エルフの家の床は木で何も敷いていないから硬い――普通に座っているとケツが痛くなってくる。
ラファは器用に魔力を使って宙に浮き、横になっていた。
真似をして流体でベッドをこしらえる。
部屋の中では植えられた植物のいつかが光、青や赤、黄色などの薄っすらとした明かりを灯し、窓に添えられた植物の周りには、肉食で小型の蛾が巣を、部屋に侵入しようとする虫を捕らえ食べてしまう。
寝転がりながら蛾を捕らえる。
肉食の蛾っているんだなって話だ。
口がストロー状ではなく、上下に分かれておりケチン質らしき顎がある。
捕らえてみたが、仲間意識を持つほど知性は無い、しかし体液には仲間を呼び寄せる効果があり、仲間の体液を浴びた者を強力に襲う習性を持っているようだ。
顎はケチン質で硬いが、お腹は柔らかい、腹の先端が八つに分かれており、吸盤状になっている。
大きさは人差し指の一節ぐらいだ。
植物の中でもチューリップを逆さ状にした植物を好み、卵を産みつける。
成虫は葉の裏などに腹の先端を付け、逆さになって休むようだ。
排泄肛から空気圧を調節してくっついているようだ。
ケチン質は硬いが指を食いちぎられるほどじゃない……しかし妙な病原菌を持っていないとも限らないのでトゥーナには近づけたくないな。ちょっと過保護すぎるかな。

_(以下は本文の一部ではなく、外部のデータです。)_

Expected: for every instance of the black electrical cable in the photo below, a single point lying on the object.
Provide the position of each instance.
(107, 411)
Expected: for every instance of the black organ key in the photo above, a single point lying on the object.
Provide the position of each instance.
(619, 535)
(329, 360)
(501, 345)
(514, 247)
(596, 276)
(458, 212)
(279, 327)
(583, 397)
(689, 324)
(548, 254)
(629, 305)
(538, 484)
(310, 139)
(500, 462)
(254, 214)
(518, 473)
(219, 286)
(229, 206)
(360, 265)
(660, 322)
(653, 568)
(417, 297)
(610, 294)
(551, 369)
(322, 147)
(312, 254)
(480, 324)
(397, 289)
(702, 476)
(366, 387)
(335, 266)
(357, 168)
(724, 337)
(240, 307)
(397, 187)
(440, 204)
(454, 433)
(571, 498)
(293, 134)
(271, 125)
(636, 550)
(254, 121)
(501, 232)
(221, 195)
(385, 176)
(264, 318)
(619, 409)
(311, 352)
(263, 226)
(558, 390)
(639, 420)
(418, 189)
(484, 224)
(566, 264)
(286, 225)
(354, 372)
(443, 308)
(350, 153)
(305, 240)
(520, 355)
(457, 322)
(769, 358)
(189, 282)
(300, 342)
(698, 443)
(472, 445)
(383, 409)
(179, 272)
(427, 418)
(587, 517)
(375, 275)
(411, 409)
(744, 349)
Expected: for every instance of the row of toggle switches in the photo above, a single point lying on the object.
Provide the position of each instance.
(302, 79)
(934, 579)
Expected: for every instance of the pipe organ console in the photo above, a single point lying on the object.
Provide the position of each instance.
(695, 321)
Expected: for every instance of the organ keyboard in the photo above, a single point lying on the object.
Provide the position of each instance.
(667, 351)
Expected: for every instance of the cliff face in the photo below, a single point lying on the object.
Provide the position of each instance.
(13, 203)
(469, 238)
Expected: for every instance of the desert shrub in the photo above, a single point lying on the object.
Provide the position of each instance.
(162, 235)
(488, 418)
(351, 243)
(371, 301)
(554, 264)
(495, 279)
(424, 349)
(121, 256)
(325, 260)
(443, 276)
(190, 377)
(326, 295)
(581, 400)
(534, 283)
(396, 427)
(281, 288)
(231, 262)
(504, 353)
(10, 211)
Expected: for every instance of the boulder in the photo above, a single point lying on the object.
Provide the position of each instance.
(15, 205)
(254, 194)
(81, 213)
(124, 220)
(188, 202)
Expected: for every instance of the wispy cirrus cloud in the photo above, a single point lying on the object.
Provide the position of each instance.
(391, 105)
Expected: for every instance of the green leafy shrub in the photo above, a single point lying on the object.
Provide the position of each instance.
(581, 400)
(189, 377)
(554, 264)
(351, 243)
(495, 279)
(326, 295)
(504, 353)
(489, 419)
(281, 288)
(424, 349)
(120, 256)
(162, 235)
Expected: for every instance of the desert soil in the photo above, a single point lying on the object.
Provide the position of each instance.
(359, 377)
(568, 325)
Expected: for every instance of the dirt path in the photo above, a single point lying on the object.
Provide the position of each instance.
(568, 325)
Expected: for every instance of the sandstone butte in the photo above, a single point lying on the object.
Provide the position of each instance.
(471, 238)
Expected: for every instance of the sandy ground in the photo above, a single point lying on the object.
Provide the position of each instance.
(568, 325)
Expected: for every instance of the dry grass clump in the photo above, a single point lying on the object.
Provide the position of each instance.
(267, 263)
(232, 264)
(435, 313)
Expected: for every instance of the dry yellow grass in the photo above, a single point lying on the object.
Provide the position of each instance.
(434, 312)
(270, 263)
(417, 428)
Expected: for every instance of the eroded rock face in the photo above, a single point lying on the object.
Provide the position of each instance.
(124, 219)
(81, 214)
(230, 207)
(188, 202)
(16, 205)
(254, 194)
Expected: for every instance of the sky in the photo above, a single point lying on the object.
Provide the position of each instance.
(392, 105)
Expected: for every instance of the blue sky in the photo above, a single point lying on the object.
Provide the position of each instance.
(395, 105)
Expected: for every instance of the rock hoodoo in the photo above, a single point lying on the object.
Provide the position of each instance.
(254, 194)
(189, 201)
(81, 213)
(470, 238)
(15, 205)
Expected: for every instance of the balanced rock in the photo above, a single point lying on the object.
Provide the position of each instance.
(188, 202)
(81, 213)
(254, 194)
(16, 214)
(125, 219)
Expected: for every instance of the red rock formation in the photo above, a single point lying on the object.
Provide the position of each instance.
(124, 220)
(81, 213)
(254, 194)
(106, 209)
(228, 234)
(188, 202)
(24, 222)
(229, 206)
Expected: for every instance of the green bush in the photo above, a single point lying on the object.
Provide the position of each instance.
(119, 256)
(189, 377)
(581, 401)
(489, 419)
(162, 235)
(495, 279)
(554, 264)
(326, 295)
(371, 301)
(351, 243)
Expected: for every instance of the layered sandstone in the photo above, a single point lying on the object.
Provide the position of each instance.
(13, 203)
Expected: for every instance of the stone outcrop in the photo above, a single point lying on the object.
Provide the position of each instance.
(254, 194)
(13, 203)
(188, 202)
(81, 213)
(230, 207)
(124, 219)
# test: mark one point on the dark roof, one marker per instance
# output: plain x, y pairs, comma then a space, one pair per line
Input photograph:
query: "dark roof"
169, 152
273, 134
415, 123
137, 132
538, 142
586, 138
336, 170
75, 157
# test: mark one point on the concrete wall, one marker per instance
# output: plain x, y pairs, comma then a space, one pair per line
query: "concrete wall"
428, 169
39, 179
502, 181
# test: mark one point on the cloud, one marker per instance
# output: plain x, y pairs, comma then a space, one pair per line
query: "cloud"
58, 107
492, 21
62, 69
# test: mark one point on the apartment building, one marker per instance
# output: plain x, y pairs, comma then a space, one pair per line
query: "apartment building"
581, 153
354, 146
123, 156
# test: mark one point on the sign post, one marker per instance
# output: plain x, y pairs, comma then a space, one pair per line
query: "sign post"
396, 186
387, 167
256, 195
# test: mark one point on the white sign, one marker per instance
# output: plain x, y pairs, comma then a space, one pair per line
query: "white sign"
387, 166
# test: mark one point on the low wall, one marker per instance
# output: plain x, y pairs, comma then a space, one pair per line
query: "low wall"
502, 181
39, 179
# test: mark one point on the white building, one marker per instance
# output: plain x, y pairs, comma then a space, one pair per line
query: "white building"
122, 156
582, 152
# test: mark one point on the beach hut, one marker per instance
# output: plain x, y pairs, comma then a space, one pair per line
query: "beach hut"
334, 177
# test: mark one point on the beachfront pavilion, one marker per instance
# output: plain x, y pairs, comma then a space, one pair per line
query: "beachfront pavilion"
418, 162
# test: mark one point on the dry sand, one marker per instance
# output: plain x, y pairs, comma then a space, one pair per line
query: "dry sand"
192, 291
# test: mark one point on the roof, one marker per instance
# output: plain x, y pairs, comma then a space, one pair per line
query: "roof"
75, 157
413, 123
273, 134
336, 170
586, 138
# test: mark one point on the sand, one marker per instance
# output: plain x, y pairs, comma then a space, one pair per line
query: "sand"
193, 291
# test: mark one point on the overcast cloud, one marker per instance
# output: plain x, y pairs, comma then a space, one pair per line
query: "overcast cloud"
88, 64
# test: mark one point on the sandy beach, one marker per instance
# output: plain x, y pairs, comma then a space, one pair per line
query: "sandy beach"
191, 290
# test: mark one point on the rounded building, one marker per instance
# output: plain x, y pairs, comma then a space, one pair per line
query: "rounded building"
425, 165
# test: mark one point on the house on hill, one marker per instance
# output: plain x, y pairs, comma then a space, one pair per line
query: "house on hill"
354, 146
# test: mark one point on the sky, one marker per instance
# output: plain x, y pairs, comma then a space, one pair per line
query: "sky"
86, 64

石鹸の匂い――マロとカオスを召喚し、マロ枕に頭を乗せると、顔にカオスがのしかかって来た。これはこれでありだなと思ったのだが、成長痛だろう足が痛いというトゥーナの足を一晩中さすり続けなければならなかった。
一人暮らしは切羽詰まってするものだ。でも――。
コイツが死ぬところを想像し、看取りたくないと思う。
これが全てで、これが全部だ。
トゥーナは子供だから気にしなかったけれど、寝顔を他人に見られるのは好きじゃない。
スウは俺を信用していないのだろう、家の中には来なかった。